Mechanistic Interpretability

Mechanistic interpretability aims to reverse-engineer the internal circuits of neural networks. By intervening on specific neurons, attention heads, or layers, researchers like Conmy et al. (2023) and Sharkey et al. (2025) explain how computations propagate. This white-box approach reveals detailed cause-effect pathways, but the sheer number of components makes exhaustive mapping infeasible.

The Interaction Problem

Across all three lenses, the same obstacle emerges: interactions. Model behavior rarely stems from isolated parts. A prediction may depend on a combination of input features, a cluster of training examples, or a coordinated set of internal components. As the model scales—more features, more data, more parameters—the number of possible interactions skyrockets. For instance, with just 100 features, the number of pairwise interactions is nearly 5,000; triple interactions exceed 160,000. Exhaustive analysis is computationally impossible.

Interpretability methods must therefore be scalable and selective, focusing on the interactions that truly matter. This is where ablation-based approaches shine.

Ablation-Based Attribution

Ablation is a fundamental technique: systematically remove a component (input feature, training data point, or internal unit) and measure the effect on the output. The difference between original and ablated outputs quantifies that component’s influence. Applied to interactions, we can ablate combinations of components to see if their joint effect exceeds the sum of individual effects—a hallmark of interaction.

However, each ablation incurs a cost. In feature attribution, it requires an extra inference call. In data attribution, it may require retraining models on subsets. In mechanistic interpretability, it involves surgical interventions in the forward pass. To make the approach tractable, we need algorithms that minimize the number of ablation trials.

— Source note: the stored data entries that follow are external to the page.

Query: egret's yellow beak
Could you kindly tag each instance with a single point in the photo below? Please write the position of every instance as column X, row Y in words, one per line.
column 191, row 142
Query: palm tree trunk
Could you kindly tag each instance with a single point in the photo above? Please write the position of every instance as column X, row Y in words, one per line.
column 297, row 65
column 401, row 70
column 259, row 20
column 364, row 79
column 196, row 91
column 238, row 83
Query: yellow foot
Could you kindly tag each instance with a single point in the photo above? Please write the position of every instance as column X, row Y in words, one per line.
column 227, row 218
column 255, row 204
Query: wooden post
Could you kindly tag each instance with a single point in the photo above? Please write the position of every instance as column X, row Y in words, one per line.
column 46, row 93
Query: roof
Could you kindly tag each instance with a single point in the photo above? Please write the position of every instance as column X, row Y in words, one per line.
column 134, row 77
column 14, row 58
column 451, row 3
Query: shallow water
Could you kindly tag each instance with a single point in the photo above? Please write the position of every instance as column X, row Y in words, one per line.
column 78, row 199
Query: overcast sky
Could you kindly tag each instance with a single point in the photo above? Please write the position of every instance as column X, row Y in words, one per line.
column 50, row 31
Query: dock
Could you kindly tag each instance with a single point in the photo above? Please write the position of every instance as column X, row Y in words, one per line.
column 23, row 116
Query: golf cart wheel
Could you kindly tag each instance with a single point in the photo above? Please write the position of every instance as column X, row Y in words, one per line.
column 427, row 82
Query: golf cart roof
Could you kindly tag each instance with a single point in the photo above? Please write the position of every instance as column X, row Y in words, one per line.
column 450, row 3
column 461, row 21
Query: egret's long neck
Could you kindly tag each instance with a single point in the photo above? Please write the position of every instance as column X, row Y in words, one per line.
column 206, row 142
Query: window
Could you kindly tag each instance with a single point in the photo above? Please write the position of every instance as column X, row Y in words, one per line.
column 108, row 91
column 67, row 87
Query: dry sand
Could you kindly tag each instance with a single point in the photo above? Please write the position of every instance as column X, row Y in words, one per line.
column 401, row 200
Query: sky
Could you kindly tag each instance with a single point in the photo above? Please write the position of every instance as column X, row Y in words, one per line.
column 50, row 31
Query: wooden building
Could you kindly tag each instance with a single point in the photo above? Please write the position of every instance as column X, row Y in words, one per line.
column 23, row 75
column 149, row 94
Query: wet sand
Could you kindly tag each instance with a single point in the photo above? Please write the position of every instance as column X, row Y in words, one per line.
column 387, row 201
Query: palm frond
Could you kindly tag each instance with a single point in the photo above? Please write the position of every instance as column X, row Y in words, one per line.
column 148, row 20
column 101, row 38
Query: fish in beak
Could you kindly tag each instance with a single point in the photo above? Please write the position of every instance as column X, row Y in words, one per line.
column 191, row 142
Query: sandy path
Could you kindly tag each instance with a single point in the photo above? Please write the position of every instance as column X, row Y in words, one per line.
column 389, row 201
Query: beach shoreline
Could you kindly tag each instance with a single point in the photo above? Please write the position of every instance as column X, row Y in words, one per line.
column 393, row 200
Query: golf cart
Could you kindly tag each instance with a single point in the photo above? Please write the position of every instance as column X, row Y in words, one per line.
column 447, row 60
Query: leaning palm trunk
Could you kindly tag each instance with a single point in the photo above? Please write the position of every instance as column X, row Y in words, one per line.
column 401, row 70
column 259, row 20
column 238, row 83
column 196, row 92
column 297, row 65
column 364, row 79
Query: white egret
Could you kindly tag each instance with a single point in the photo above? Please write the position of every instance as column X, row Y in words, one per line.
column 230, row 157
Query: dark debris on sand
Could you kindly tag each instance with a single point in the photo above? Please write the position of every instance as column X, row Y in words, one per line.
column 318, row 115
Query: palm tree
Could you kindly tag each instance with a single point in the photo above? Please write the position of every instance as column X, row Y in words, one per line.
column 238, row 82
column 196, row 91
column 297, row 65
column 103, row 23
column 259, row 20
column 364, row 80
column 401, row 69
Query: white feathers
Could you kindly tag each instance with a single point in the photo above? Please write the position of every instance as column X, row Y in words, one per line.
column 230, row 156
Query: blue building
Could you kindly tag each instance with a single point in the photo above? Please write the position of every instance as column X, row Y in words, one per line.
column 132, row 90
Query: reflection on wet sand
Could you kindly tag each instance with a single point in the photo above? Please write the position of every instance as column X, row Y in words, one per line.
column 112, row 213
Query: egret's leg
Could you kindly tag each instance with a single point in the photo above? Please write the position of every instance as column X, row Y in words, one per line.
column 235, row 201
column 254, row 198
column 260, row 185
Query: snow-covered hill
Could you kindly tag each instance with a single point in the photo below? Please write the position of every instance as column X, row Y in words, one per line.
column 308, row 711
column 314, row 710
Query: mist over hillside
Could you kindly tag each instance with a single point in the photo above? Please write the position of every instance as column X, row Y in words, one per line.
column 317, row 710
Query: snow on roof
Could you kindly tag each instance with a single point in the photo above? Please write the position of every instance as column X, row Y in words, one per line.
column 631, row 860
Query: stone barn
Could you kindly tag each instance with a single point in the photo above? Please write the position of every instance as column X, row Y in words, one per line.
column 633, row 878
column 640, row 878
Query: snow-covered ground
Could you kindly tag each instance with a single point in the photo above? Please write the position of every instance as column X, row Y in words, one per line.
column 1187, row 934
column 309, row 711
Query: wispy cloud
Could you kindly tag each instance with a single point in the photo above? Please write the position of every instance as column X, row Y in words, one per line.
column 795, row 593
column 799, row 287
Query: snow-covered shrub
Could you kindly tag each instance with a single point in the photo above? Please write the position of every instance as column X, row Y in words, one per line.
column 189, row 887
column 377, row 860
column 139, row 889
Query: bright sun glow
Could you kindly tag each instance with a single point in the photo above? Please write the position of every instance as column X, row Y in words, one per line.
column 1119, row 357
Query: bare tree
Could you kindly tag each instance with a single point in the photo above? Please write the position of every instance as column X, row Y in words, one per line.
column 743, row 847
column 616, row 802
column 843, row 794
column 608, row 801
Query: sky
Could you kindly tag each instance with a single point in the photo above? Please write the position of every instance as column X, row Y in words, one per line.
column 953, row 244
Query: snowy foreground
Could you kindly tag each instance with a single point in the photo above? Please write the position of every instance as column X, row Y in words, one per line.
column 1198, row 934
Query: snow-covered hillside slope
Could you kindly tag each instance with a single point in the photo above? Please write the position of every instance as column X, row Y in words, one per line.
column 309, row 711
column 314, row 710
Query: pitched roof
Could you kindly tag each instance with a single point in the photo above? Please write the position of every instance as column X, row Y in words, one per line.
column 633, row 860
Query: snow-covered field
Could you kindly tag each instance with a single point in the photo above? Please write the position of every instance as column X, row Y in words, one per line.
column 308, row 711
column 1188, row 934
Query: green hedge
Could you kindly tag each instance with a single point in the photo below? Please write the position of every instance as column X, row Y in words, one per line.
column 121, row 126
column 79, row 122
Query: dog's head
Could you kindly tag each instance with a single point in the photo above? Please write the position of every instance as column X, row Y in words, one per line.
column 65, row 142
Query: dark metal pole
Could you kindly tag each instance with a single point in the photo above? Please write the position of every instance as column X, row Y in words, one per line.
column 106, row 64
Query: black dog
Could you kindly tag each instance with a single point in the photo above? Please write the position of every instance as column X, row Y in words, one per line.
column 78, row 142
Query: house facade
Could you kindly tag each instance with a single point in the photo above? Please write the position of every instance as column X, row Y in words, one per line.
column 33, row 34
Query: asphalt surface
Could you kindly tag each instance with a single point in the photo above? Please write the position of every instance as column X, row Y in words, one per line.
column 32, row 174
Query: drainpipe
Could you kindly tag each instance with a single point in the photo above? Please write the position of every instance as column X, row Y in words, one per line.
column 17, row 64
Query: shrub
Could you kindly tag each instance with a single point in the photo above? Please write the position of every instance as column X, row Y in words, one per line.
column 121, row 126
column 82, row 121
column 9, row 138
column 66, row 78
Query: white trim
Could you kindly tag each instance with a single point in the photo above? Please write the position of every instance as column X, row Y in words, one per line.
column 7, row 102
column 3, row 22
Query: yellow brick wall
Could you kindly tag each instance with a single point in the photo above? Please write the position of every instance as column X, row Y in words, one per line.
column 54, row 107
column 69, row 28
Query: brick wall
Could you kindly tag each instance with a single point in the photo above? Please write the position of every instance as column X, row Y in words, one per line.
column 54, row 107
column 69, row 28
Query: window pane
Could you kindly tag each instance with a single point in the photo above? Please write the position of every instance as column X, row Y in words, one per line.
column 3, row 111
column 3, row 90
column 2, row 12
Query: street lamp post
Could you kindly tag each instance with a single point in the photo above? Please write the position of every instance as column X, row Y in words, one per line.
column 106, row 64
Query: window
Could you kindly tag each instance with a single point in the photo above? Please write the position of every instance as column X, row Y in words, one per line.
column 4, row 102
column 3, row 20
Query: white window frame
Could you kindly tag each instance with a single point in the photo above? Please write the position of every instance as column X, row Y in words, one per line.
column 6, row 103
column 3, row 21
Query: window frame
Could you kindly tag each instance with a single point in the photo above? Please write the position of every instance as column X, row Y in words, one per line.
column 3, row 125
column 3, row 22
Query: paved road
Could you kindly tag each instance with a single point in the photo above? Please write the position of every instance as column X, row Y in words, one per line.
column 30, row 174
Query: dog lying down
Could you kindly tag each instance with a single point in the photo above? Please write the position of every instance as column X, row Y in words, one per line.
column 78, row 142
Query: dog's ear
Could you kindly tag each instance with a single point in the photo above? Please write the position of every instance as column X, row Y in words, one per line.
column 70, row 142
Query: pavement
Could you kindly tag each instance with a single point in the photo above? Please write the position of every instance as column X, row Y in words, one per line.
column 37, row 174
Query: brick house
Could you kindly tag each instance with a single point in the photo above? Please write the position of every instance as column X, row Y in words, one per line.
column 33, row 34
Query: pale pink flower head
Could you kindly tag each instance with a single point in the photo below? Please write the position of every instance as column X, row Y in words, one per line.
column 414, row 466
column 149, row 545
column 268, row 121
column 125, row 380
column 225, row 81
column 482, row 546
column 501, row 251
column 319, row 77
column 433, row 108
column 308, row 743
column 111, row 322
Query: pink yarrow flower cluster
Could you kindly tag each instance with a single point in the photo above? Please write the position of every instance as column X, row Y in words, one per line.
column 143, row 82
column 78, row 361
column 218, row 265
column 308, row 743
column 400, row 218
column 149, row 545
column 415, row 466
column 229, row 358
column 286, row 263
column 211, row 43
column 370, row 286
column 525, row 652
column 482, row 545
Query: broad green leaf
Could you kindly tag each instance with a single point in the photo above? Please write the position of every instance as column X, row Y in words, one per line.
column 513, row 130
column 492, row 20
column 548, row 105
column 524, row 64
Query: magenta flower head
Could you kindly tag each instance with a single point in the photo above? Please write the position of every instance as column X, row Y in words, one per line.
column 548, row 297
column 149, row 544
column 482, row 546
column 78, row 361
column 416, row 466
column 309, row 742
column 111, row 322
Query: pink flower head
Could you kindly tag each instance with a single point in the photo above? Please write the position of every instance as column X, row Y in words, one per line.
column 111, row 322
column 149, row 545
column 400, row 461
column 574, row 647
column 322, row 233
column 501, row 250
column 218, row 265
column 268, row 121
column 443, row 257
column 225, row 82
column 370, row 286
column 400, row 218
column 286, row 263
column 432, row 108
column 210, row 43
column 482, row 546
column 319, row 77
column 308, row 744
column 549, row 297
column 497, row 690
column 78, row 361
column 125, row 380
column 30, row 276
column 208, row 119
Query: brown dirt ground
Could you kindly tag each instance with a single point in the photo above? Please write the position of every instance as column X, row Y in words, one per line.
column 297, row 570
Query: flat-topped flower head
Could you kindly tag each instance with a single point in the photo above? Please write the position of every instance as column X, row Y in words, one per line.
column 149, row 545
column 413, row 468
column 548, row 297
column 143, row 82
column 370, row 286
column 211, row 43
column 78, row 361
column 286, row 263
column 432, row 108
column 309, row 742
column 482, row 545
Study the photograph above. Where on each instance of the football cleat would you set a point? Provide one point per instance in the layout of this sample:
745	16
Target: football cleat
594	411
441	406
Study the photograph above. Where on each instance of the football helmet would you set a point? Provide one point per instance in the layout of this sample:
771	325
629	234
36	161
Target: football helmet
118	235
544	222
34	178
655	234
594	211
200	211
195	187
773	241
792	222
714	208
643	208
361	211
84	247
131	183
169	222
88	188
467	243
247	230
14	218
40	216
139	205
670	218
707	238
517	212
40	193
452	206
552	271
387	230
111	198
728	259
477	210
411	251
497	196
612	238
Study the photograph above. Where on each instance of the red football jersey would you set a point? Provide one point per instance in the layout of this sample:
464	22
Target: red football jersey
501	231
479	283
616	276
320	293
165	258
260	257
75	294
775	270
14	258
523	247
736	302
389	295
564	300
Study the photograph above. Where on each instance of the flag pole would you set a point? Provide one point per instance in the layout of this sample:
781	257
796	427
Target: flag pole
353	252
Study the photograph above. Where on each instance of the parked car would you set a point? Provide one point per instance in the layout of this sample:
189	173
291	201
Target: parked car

Decoding the Web of Interactions: Scalable Methods for LLM Interpretability
Source: bair.berkeley.edu

Types of Ablation

  • Feature ablation: Mask input segments (e.g., substitute tokens with [MASK]) and observe prediction shift.
  • Data ablation: Train models on different data subsets (e.g., leave-one-out) and assess test point behavior.
  • Component ablation: Remove the contribution of specific neurons or attention heads by zeroing out activations or masking gradients.

Each type reveals a different interaction landscape, but all share the goal of efficient discovery.

SPEX and ProxySPEX: Scalable Interaction Discovery

To tackle exponential complexity, we developed SPEX (Sparse Probing for EXplanations) and its enhanced variant ProxySPEX. These algorithms leverage the insight that most interactions are weak or irrelevant; only a sparse subset drives behavior. By focusing computational resources on promising candidates, they achieve scalable attribution.

SPEX works by first performing a quick screening pass: it evaluates individual components and low-order interactions to identify a candidate set. Then, using a greedy or optimization-based strategy, it probes higher-order interactions among those candidates. This prunes the search space dramatically. ProxySPEX goes further by incorporating a proxy model—a faster, approximate model that mimics the LLM’s behavior for certain inputs. The proxy model is used to filter many potential interactions before expensive ablations are performed on the full LLM.

Both methods output a ranked list of influential interactions, with interaction strength measured by the drop in output probability when the interacting components are ablated together. This allows researchers to focus on the most impactful dependencies.

Conclusion and Future Directions

Identifying interactions at scale is a critical step toward trustworthy LLMs. Feature attribution, data attribution, and mechanistic interpretability each offer unique insights, but all benefit from scalable interaction detection. SPEX and ProxySPEX provide a practical path forward, balancing computational cost with accuracy. As models grow, future work will likely incorporate causal inference and automated hypothesis testing to further streamline interpretability. The ultimate goal is to make LLMs not just powerful, but also transparent and accountable.